The evidence is more robust for the long-term influence of early life vulnerable socioeconomic conditions on the development of diabetes [13, 32] during adulthood. In our study current disadvantages do not appear to contribute more to the association than social disparities during childhood. However, other variables such as age, health services, BMI, and health perception overshadowed the association between early life socioeconomic conditions and diabetes. The presence of adverse socioeconomic conditions in the early stages of life have a significant potential impact on health at older ages [55].

When the incident group was compared to the no diabetes group, having hypertension seems to be associated with the occurrence of diabetes (OR = 1.30, 95%CI 1.06–1.59, p = 0.01). This association was expected as concomitant diabetes and hypertension is a frequent condition in older adults [56, 57].

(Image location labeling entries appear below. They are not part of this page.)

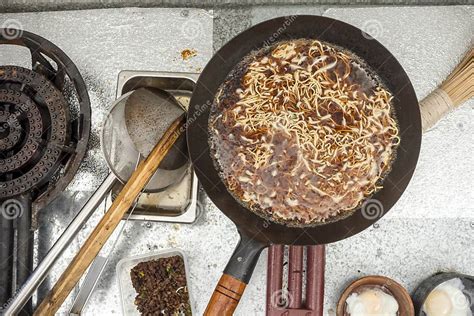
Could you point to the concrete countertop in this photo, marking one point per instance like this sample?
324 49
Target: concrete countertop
430 229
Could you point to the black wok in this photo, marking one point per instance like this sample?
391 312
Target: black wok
256 232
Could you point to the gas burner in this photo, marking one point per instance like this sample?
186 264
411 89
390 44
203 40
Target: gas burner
35 128
44 131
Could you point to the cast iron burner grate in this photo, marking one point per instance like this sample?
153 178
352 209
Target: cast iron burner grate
44 131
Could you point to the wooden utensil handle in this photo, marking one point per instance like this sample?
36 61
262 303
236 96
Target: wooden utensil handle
226 296
456 89
109 222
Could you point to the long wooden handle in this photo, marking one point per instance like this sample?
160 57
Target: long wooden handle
226 297
109 222
456 89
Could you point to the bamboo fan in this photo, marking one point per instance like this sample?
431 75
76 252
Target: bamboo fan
455 90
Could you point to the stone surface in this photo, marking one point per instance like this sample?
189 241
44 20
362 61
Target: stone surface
430 229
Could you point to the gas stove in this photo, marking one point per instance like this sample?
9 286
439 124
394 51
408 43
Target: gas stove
44 131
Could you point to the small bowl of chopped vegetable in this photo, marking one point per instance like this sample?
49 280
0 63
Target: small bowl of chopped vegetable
155 284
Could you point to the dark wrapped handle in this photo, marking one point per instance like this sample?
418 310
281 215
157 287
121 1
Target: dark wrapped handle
236 275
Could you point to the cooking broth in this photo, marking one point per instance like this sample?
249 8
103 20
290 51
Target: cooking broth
302 132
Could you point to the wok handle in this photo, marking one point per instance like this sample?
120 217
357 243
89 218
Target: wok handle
226 296
236 275
456 89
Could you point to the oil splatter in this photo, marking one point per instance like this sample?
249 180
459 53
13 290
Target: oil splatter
188 53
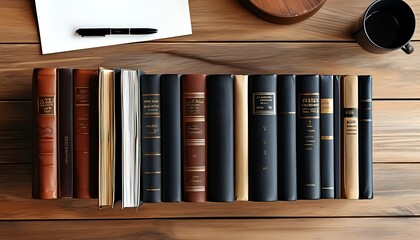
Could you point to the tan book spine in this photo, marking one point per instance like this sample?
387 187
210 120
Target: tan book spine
350 137
240 87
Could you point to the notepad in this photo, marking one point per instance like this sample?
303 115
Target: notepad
58 21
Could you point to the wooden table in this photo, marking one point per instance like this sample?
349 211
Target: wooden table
226 39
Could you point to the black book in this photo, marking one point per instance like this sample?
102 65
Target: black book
286 105
151 138
118 137
308 137
171 138
337 136
220 137
65 132
263 182
327 135
365 138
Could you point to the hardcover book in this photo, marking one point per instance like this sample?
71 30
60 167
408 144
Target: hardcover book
263 138
194 140
44 178
350 137
308 137
220 138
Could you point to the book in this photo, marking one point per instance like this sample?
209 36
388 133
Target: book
131 137
194 137
263 182
308 137
106 138
65 132
350 137
44 92
337 136
286 114
240 85
171 138
327 135
220 138
83 164
365 138
151 138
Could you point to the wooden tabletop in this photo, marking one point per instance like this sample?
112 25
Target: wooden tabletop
226 38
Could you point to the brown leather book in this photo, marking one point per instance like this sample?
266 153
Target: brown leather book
44 182
194 137
83 164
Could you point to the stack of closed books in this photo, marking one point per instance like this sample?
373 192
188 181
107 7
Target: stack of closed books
125 136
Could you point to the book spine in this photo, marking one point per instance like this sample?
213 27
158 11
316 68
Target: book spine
308 137
337 136
65 132
194 139
82 163
220 138
240 84
286 105
350 137
45 133
171 138
262 138
327 135
151 138
365 138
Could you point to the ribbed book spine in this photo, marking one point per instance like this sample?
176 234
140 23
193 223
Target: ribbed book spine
171 138
220 138
240 84
337 136
65 132
308 137
44 182
286 114
350 137
194 115
82 163
151 138
327 135
263 182
365 138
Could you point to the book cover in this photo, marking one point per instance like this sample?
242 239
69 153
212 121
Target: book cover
327 135
308 137
44 178
240 84
263 182
194 137
350 137
286 114
220 138
171 138
65 132
151 138
365 138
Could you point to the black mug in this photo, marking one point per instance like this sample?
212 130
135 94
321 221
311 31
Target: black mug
386 25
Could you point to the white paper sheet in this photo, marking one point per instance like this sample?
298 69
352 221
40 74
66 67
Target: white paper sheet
58 21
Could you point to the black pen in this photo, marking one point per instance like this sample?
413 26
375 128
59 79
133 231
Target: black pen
114 31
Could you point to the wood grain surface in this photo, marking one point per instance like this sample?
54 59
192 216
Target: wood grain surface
227 38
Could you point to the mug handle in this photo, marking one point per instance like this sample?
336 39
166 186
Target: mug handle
408 48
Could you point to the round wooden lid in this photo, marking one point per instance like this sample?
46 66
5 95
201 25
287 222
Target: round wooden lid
284 11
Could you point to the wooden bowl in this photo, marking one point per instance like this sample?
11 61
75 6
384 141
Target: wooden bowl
284 11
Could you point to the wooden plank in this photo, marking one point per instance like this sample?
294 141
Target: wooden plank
307 228
395 187
395 137
393 73
220 20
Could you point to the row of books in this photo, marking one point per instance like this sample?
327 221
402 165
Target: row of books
123 135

In our sample of prevalent cases against no diabetes cases, we found that having more than one health service increases the risk of being a prevalent case. Why might the pathway via insurance coverage be so critical? Before considering possible explanations we need to consider whether this finding could be because of self-report response bias. Since the analysis is based on self-reported data, the data from the Mexican Health and Aging Study may underestimate the prevalence of diabetes. Thus, the association between affiliation to social security institutions and prevalence of diabetes needs further study. When we compare PG versus NDG, the figure indicates that it is a protective factor, and it can be seen as an indicator of diagnosis delay [58]. In this regard, it is worth noting that not having received the diagnosis does not mean the absence of disease. Also, some differences between IG and PG could be explained by clinical course and time living with the disease, a process of adaptation to the disease and survival could also be a reason of differences between PG and IG.

This study has several limitations. The measurement of childhood conditions can be subject to recall bias. In this respect, previous reports support the ability of people in recalling early-life events and childhood health conditions [59], so that information can be considered a good approach to the early-life information in this sample of older adults. Also, considering that objective measurements along the life course are difficult, retrospective reports are a reliable source of information.

For the self-reported diabetes condition, this recall bias might have affected our findings regarding the real presence of the diabetes diagnosis and its predictors. In this sense, it has been reported that prevalent self-reported diabetes and incident self-reported diabetes has 84–97% specificity and 55–80% sensitivity in respect to multiple reference definitions. Also, the reliability of self-reported diabetes is > 92% at all time points [60]. In this sense, our results can be considered an accurate approximation to the presence of diabetes in older Mexican adults.

Taking into account that the “no shoes during childhood” variable is not an indicator of childhood poverty commonly used in other research, comparisons with other populations may be difficult. Notwithstanding, this indicator confers a novelty to our analysis as it has demonstrated to be a reliable indicator of childhood poverty and a good predictor of diabetes, a highly prevalent chronic disease in older adults. However, we suggest that a single indicator need to be used with caution as poverty is a more complex phenomenon.